I recently needed to parse some very tiny chunks of XML, for a toy project related to OpenStreetMap data.
Data ranged from
- Just one node with 3 or 4 small attributes
- 10-20 nodes with a total of 50-80 attributes
First reaction is to just use the DOM API. Performance was just terrible. The usual suspects were checked: the DocumentBuilderFactory was correctly kept, the DocumentBuilder itself was correctly reused between XML documents.
So, it is common knowledge that “SAX parsing is faster than DOM”. That is true to some extent. DOM parsing definitely can’t handle very large XML as everything is instantiated at once, but the DOM instantiation itself is often quite quick compared to XML parsing.
So, switching to SAX … No real improvement. Let’s use the very first performance monitoring tool available ! Thread dump using kill -3 :
java.lang.Thread.State: RUNNABLE at java.lang.Throwable.fillInStackTrace(Native Method) - locked <0x00000007ad82ba98> (a com.sun.org.apache.xerces.internal.xni.parser.XMLConfigurationException) at java.lang.Throwable.<init>(Throwable.java:213) at java.lang.Exception.<init>(Exception.java:58) at java.lang.RuntimeException.<init>(RuntimeException.java:60) at com.sun.org.apache.xerces.internal.xni.XNIException.<init>(XNIException.java:59) at com.sun.org.apache.xerces.internal.xni.parser.XMLConfigurationException.<init>(XMLConfigurationException.java:78) at com.sun.org.apache.xerces.internal.util.ParserConfigurationSettings.checkProperty(ParserConfigurationSettings.java:284) at com.sun.org.apache.xerces.internal.parsers.XML11Configuration.checkProperty(XML11Configuration.java:1398) at com.sun.org.apache.xerces.internal.util.ParserConfigurationSettings.getProperty(ParserConfigurationSettings.java:229) at com.sun.org.apache.xerces.internal.parsers.XML11Configuration.getProperty(XML11Configuration.java:924) at com.sun.org.apache.xerces.internal.impl.XMLEntityManager.reset(XMLEntityManager.java:1521) at com.sun.org.apache.xerces.internal.parsers.XML11Configuration.resetCommon(XML11Configuration.java:994) at com.sun.org.apache.xerces.internal.parsers.XML11Configuration.parse(XML11Configuration.java:781) at com.sun.org.apache.xerces.internal.parsers.XML11Configuration.parse(XML11Configuration.java:748) at com.sun.org.apache.xerces.internal.parsers.XMLParser.parse(XMLParser.java:123) at com.sun.org.apache.xerces.internal.parsers.AbstractSAXParser.parse(AbstractSAXParser.java:1208) at com.sun.org.apache.xerces.internal.jaxp.SAXParserImpl$JAXPSAXParser.parse(SAXParserImpl.java:525) at SAXParsersTest.timeOne(SAXParsersTest.java:173)

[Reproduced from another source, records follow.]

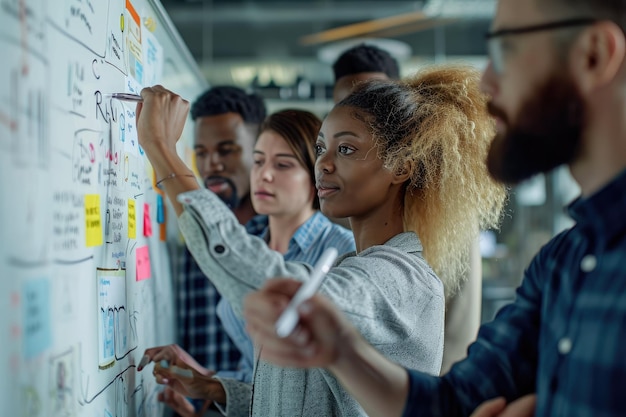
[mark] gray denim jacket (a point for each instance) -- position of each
(388, 292)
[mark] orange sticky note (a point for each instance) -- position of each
(143, 263)
(93, 220)
(132, 223)
(147, 222)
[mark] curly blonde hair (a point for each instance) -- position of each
(435, 123)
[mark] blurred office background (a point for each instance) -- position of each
(284, 51)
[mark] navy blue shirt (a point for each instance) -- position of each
(201, 333)
(564, 337)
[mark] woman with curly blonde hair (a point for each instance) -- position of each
(436, 123)
(405, 162)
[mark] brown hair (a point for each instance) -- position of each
(299, 128)
(436, 123)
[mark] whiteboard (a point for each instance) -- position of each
(85, 274)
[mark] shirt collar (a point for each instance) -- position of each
(604, 210)
(308, 233)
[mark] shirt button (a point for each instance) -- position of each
(588, 263)
(565, 345)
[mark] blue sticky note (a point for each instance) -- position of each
(36, 302)
(160, 211)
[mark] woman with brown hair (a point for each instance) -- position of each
(405, 162)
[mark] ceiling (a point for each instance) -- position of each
(264, 41)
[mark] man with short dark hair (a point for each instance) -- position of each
(557, 81)
(227, 120)
(360, 63)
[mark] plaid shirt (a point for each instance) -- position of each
(564, 337)
(200, 331)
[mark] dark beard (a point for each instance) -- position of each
(233, 201)
(546, 134)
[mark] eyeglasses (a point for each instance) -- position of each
(494, 39)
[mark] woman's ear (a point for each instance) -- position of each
(403, 173)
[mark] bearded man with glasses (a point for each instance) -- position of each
(557, 82)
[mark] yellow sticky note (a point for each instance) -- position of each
(93, 220)
(132, 223)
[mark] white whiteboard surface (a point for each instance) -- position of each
(85, 274)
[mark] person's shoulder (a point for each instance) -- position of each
(336, 234)
(257, 225)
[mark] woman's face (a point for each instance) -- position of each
(350, 178)
(280, 185)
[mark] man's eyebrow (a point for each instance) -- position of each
(222, 143)
(345, 133)
(279, 155)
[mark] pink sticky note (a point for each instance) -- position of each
(143, 263)
(147, 223)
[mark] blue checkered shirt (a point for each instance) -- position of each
(564, 337)
(200, 331)
(306, 245)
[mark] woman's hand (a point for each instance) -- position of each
(177, 369)
(161, 118)
(321, 338)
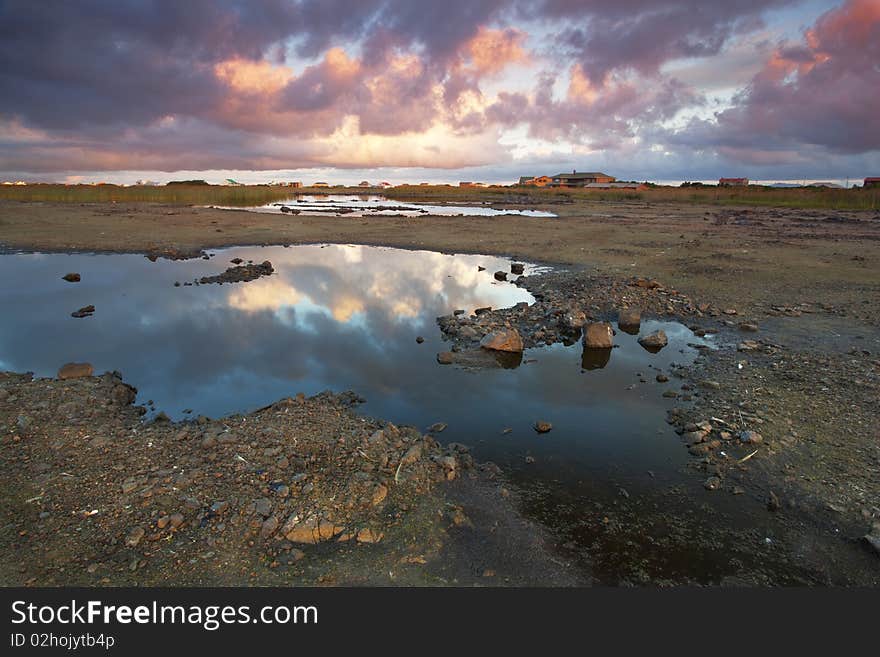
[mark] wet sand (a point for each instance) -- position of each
(809, 279)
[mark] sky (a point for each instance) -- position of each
(412, 91)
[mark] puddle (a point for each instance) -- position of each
(346, 318)
(373, 205)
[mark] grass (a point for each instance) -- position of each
(817, 198)
(172, 194)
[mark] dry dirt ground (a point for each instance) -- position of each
(808, 380)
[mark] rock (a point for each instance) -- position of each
(129, 485)
(311, 531)
(873, 537)
(629, 319)
(751, 437)
(712, 483)
(220, 506)
(503, 340)
(655, 341)
(268, 528)
(367, 535)
(75, 370)
(573, 321)
(412, 455)
(85, 311)
(380, 492)
(263, 507)
(240, 274)
(598, 335)
(134, 536)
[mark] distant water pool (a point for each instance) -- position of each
(377, 205)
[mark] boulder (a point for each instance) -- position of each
(629, 319)
(655, 341)
(75, 370)
(598, 335)
(502, 340)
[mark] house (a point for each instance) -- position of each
(616, 185)
(535, 181)
(575, 179)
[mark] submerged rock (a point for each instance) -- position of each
(598, 335)
(655, 341)
(503, 340)
(240, 274)
(85, 311)
(629, 319)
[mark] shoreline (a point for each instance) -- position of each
(799, 423)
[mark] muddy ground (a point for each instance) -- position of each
(794, 296)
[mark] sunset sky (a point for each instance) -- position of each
(407, 90)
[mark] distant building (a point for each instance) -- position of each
(536, 181)
(575, 179)
(616, 185)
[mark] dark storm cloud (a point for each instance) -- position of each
(162, 85)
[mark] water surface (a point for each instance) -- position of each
(347, 318)
(372, 205)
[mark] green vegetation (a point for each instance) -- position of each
(180, 193)
(193, 193)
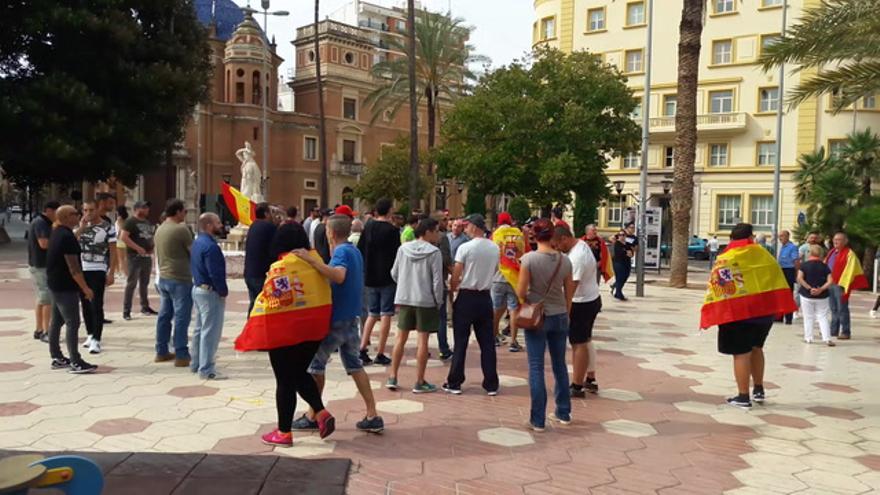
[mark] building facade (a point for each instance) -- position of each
(737, 105)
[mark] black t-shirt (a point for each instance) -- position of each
(815, 275)
(378, 244)
(61, 243)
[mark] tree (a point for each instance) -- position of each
(98, 89)
(837, 43)
(690, 30)
(541, 129)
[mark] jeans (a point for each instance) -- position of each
(176, 305)
(65, 311)
(139, 268)
(209, 327)
(553, 336)
(839, 311)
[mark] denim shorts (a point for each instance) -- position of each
(382, 300)
(345, 336)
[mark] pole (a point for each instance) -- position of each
(643, 175)
(777, 169)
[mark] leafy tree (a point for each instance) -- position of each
(98, 89)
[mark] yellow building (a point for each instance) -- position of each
(736, 104)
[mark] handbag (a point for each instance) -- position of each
(531, 316)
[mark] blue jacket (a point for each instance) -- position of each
(208, 265)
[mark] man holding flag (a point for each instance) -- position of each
(747, 290)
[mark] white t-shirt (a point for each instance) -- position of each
(480, 258)
(583, 271)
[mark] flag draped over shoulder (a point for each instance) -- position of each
(242, 208)
(293, 307)
(847, 272)
(746, 282)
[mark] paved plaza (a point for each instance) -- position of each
(658, 424)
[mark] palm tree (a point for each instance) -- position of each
(690, 30)
(839, 39)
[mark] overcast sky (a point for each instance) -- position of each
(503, 27)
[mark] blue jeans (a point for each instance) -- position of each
(176, 305)
(209, 327)
(554, 337)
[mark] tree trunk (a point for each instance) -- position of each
(690, 30)
(322, 128)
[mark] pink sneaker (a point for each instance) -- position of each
(278, 439)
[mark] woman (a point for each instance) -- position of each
(545, 277)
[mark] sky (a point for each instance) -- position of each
(503, 27)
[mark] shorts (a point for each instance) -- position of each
(741, 337)
(345, 336)
(425, 320)
(41, 285)
(583, 315)
(502, 293)
(381, 300)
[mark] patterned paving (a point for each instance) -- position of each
(658, 426)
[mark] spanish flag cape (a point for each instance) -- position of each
(294, 307)
(746, 282)
(242, 208)
(847, 271)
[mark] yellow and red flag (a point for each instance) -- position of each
(294, 306)
(746, 282)
(243, 209)
(847, 271)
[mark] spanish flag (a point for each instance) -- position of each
(242, 208)
(746, 282)
(847, 271)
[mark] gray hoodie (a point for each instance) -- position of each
(418, 271)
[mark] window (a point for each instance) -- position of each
(635, 14)
(717, 154)
(767, 153)
(722, 52)
(761, 213)
(768, 99)
(728, 211)
(721, 101)
(596, 19)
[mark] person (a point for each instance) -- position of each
(814, 279)
(475, 264)
(511, 246)
(209, 293)
(789, 260)
(418, 272)
(378, 245)
(97, 241)
(585, 307)
(346, 275)
(137, 234)
(546, 277)
(39, 232)
(257, 251)
(66, 281)
(173, 245)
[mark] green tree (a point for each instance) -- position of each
(98, 89)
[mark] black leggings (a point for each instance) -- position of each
(290, 365)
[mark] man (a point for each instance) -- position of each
(346, 275)
(790, 261)
(39, 232)
(137, 234)
(378, 245)
(66, 281)
(586, 305)
(97, 241)
(257, 251)
(475, 264)
(173, 244)
(209, 296)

And basically, here is our answer. On very small XML documents, a huge part of the time is actually spent in startup time of the parser, not in the parsing itself. Each time you call parse, it does some entity management initialization, which, somewhere throws an exception (probably because a property is not present). Exceptions throwing is not really optimized by the JIT, so you pay a huge overhead each time.
Fortunately, JAXB allows you to easily change the implementation. We can for example try to go from the default one (Xerces) to the Piccolo implementation. Piccolo publishes some benchmarks that show up to 2 times gain when using “small” XML (500 bytes).
What happens on very tiny XML ?
- Times are in milliseconds for 100K loops
- All loops have been preloaded to eliminate any JIT effect
- I’ve added the old Crimson parser to compare
picco xerces factor crimson "empty" (1 node, 1 attr) 80 1153 14.4 371 tiny (a few nodes) 81 1161 14.3 368 lessTiny (a few dozens) 490 1654 3.4 958 big (hundreds) 4015 4638 1.2 5590 veryBig (several K) 39200 36834 0.9 52240
Yup, to parse large number of extremely small XML fragments with only a few nodes, Picco is 14 times faster than the default implementation ! Which, all taken into account, lead to a 5-10 times increase in the speed of my OSM parsing job !
When we get to very big XML, both implementations are almost head-to-head.
So, I would probably not recommend switching your default implementation, as Xerces is probably more mature and might support some more exotic stuff, but if you have some very small XML to parse, then definitely go for Picco ! And beware of startup times and overheads in your code, not only of raw sustained throughput.